Um in Unternehmen der spontanen Empörung ein wenig die Spitze zu nehmen, frage ich erboste Führungskräfte manchmal, ob sie schon mal im Zoo gewesen sind. »Natürlich!«, heißt es dann leicht irritiert. Haben Sie dort Lieblingstiere? Auch da ist sind die Antworten vorhersehbar, denn wie jedes Kind können sich auch Erwachsene für bestimmte Tiere begeistern. Affen haben viele Anhänger, weil sie so toll klettern können. Pinguine, weil sie im Wasser so elegant und blitzschnell sind. Aber ich habe noch niemanden getroffen, der den Affen vorwirft, dass sie schlechte Schwimmer sind, oder Pinguinen, dass sie nicht klettern können. Warum handeln wir im Alltag anders und kritisieren unser menschliches Gegenüber für Verhaltensweisen, die für ihn oder sie ganz »natürlich«, weil Teil der eigenen Persönlichkeit sind?

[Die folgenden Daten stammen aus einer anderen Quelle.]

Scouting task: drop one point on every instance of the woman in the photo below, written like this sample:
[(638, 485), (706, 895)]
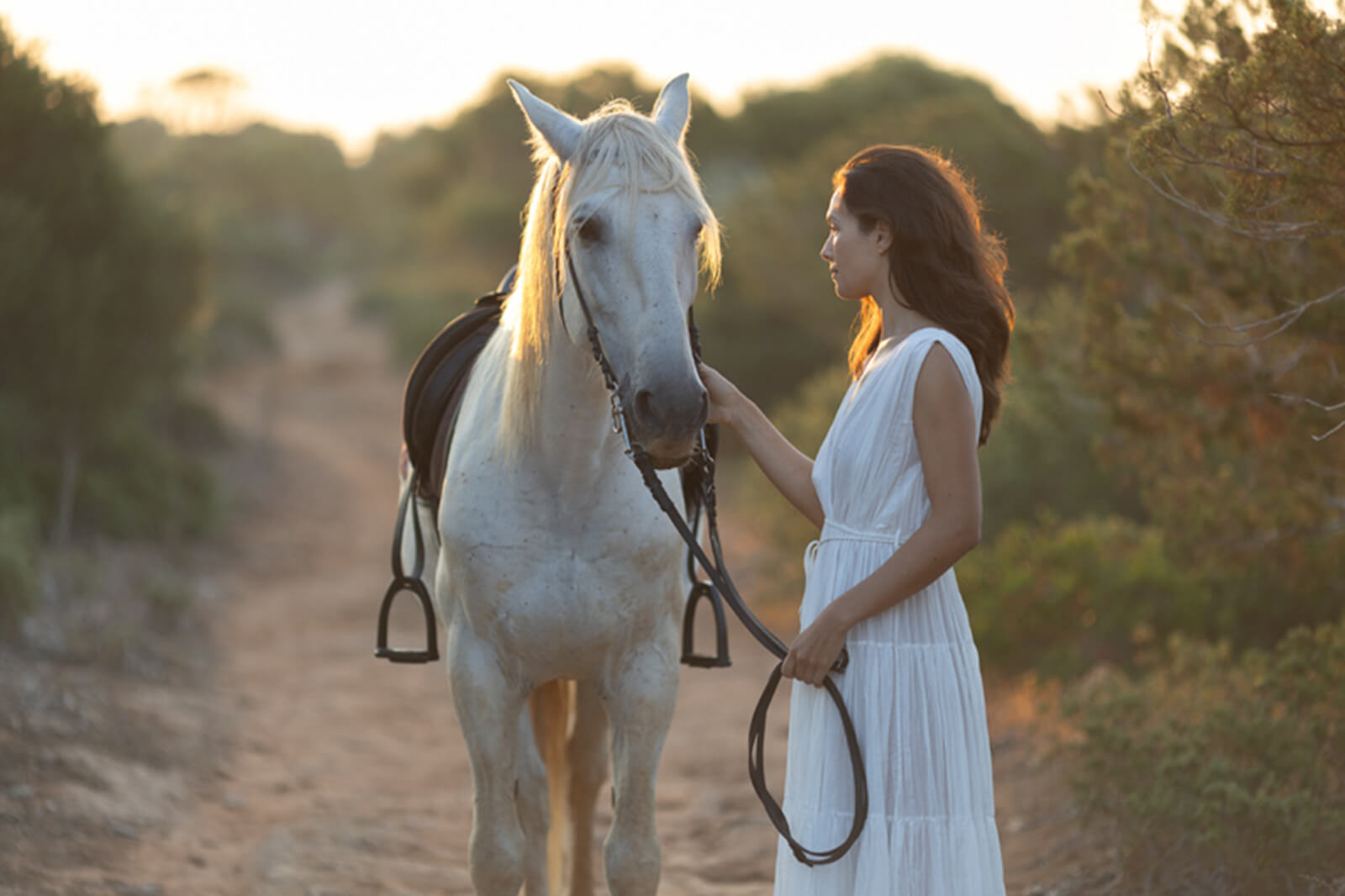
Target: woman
[(896, 492)]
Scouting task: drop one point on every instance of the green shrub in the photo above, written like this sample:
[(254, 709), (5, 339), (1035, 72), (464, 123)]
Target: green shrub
[(19, 586), (139, 486), (1058, 598), (1223, 774)]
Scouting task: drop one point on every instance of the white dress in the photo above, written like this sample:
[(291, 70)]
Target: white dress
[(914, 683)]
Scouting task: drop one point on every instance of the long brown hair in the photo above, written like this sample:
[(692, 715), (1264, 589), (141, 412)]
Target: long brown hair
[(942, 262)]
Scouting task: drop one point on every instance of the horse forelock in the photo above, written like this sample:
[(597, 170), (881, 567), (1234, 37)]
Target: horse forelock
[(620, 156)]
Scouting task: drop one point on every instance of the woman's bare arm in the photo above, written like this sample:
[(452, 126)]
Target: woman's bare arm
[(787, 467)]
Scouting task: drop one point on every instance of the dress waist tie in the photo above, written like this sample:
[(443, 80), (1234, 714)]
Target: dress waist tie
[(833, 530)]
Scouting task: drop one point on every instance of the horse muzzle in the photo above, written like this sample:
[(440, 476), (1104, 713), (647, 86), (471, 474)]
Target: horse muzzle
[(666, 421)]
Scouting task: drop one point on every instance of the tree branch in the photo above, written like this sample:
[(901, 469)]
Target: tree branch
[(1302, 400), (1282, 322)]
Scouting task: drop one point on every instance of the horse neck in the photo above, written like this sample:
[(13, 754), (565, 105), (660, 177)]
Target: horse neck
[(575, 410)]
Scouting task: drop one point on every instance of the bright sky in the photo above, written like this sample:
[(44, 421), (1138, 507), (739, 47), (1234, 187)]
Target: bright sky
[(356, 67)]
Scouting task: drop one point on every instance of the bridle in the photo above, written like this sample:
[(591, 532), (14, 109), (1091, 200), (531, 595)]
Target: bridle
[(720, 589)]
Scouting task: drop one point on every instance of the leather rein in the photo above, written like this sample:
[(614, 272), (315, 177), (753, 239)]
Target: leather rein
[(720, 589)]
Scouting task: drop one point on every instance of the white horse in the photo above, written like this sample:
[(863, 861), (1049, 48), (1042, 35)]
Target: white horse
[(558, 580)]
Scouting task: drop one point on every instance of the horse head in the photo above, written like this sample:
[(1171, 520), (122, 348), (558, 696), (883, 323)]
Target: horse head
[(627, 235)]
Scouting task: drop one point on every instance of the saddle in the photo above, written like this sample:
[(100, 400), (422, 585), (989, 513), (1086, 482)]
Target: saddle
[(436, 383)]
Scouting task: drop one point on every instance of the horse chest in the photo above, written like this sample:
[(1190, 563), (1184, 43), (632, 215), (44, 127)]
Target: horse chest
[(557, 584)]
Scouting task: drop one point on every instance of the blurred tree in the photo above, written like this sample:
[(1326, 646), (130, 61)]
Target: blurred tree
[(1210, 256), (275, 210), (98, 287), (202, 98)]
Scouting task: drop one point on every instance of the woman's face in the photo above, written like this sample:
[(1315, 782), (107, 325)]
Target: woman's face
[(858, 260)]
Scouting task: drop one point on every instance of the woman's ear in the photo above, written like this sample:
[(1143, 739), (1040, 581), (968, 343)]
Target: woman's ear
[(883, 235)]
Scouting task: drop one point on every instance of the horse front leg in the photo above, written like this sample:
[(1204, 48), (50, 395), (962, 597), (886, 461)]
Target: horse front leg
[(639, 701), (587, 757), (488, 709)]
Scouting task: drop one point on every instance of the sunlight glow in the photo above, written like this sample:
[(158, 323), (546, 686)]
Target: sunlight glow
[(354, 69)]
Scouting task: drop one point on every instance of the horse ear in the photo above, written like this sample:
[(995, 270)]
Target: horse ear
[(672, 109), (560, 131)]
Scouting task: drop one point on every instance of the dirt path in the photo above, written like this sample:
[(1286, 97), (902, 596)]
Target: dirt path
[(330, 772)]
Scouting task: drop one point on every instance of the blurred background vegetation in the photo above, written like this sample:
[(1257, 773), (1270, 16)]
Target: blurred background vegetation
[(1165, 492)]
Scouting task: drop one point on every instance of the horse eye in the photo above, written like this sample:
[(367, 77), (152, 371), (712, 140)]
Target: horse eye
[(591, 230)]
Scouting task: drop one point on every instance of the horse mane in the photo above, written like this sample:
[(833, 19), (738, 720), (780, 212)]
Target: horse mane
[(620, 151)]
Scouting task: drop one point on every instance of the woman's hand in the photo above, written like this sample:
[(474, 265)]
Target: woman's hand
[(815, 650), (724, 396)]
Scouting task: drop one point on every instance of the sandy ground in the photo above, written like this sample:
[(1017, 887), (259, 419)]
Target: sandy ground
[(279, 757)]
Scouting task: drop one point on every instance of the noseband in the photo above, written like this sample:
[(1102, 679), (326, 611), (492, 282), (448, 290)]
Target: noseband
[(720, 589)]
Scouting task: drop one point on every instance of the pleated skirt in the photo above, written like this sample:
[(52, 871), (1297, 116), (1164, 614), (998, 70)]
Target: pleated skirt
[(914, 689)]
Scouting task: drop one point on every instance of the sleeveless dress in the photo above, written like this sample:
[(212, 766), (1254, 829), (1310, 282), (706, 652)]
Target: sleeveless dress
[(914, 683)]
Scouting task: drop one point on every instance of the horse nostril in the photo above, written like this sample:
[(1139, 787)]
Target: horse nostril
[(645, 409)]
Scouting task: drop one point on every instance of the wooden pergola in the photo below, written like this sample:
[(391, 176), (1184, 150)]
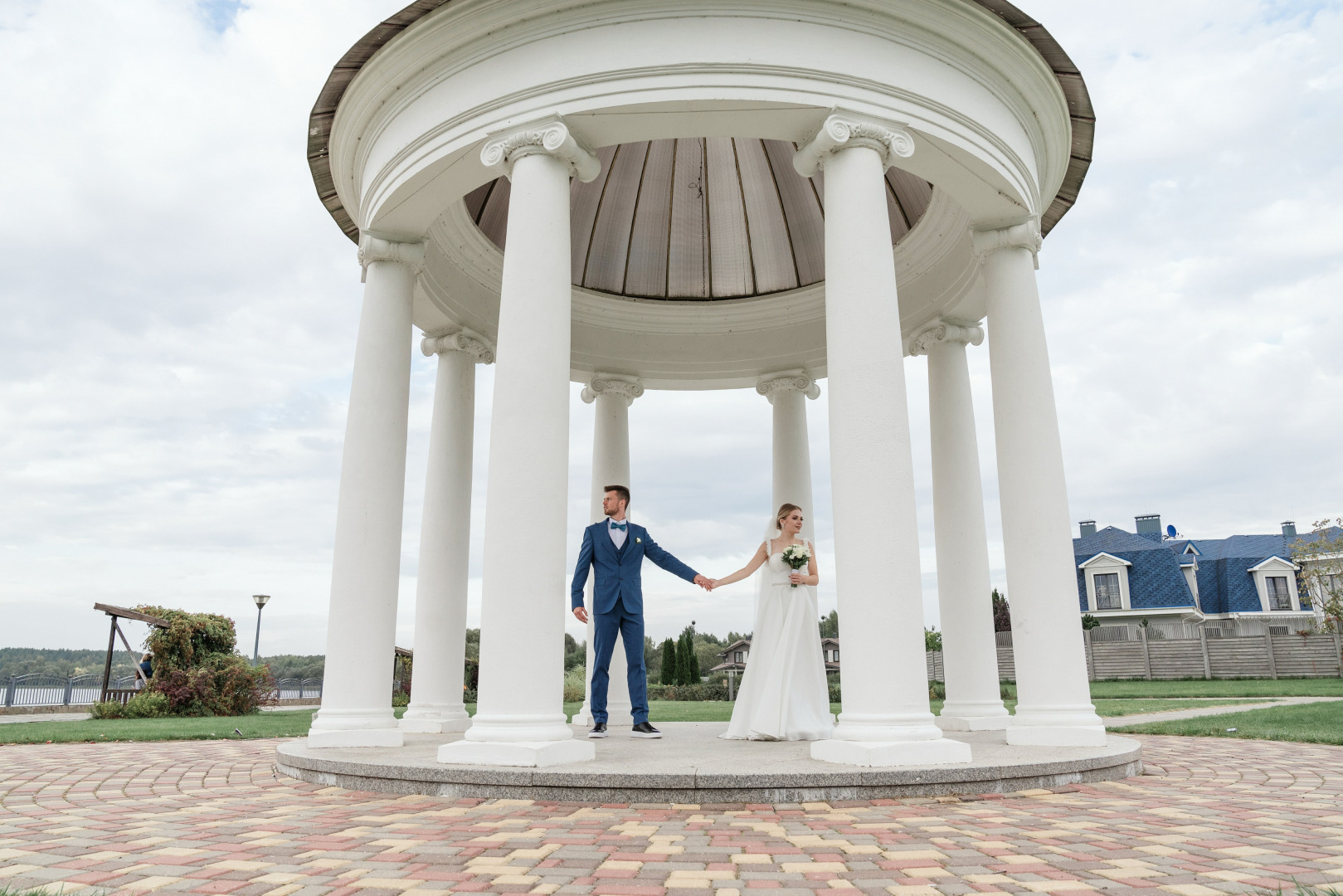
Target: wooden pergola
[(123, 613)]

Wer sich selbst versteht, kann andere besser verstehen. Ich möchte Sie daher mitnehmen auf eine Reise ins eigene Ich. Diese Reise folgt der Entstehung und Entwicklung Ihrer Persönlichkeit. Bevor wir uns auf den Weg machen, brauchen wir natürlich eine Landkarte. Eine sehr gute Karte für ein besseres Verständnis persönlicher Eigenschaften und Verhaltensweisen stammt von dem US-Psychologen Dan McAdams. Er beschäftigt sich mit der Frage, welche Einflüsse die Persönlichkeit eines Menschen formen. Was ist dafür verantwortlich, dass wir so urteilen, fühlen, handeln, wie wir es tun? McAdams hat zusammen mit einem Forscherteam das Modell der »New Big Five« entwickelt, mit drei zentralen Säulen und »Gene« und »Umwelt« als gegenüberliegenden Polen (vgl.Abbildung 2).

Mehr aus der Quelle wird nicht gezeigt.